Oh my God, they’re going to start fighting in a moment, I thought and wedged myself between them.
“Just stop it!” I shouted at the both of them. “I’m not some possession, you know. This macho shit-head stuff isn’t going to solve anything. If you two haven’t noticed, we’re in serious trouble here!”
“Well, just don’t expect me to like it,” Luke barked. “Don’t expect me to like him!”
“The feeling’s mutual,” Potter quipped.
“Look around us – can’t you see what’s happening here?” I yelled. “We’ve lost friends, The Hollows is at war, and the Earth is soon to be invaded. You need to put your differences aside, for now at least, because we either stand and fight as one or we die alone.”
“You need to listen to her,” Coanda said, coming forward. “Take a look around you. My resistance is outnumbered; they will only be able to protect the Light House for so long. We need to get to the Dust Palace and fast. Only there will Kiera be able to tell the Elders her decision and end this.”
Scowling, Luke and Potter stepped back from each other.
“Let’s just get through this if we can,” I said to them. “We can save our differences for another day – another time.”
Potter took a cigarette from his pocket, lit it and drew in a deep lungful of smoke. “Whatever you say, sweet-cheeks.”
Hearing Potter call me “sweet-cheeks”, Luke shot a quick glance at him and snarled.

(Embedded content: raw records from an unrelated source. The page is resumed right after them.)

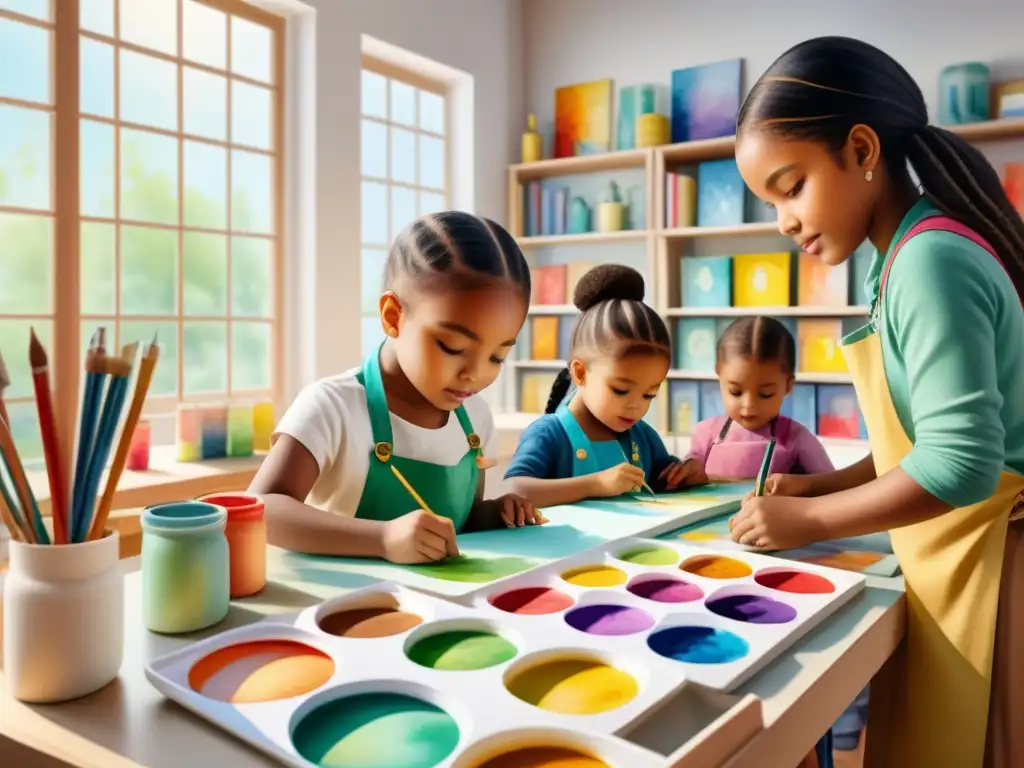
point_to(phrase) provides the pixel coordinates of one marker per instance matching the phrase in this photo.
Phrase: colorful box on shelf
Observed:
(535, 388)
(544, 337)
(696, 340)
(762, 280)
(821, 285)
(818, 344)
(548, 285)
(721, 194)
(707, 282)
(838, 412)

Potter shrugged back and said, “Well she has got the sweetest…”
“Stop it!” I shouted at him, knowing that he was just trying to bait Luke.
“Okay! Okay!” he half-smiled, holding his hands up as if in surrender. “I won’t say another word.”
“That will be a first,” Luke cut in.
“And that goes for you too!” I yelled at Luke. “God almighty – it’s like I’m hanging out with a couple of kids.”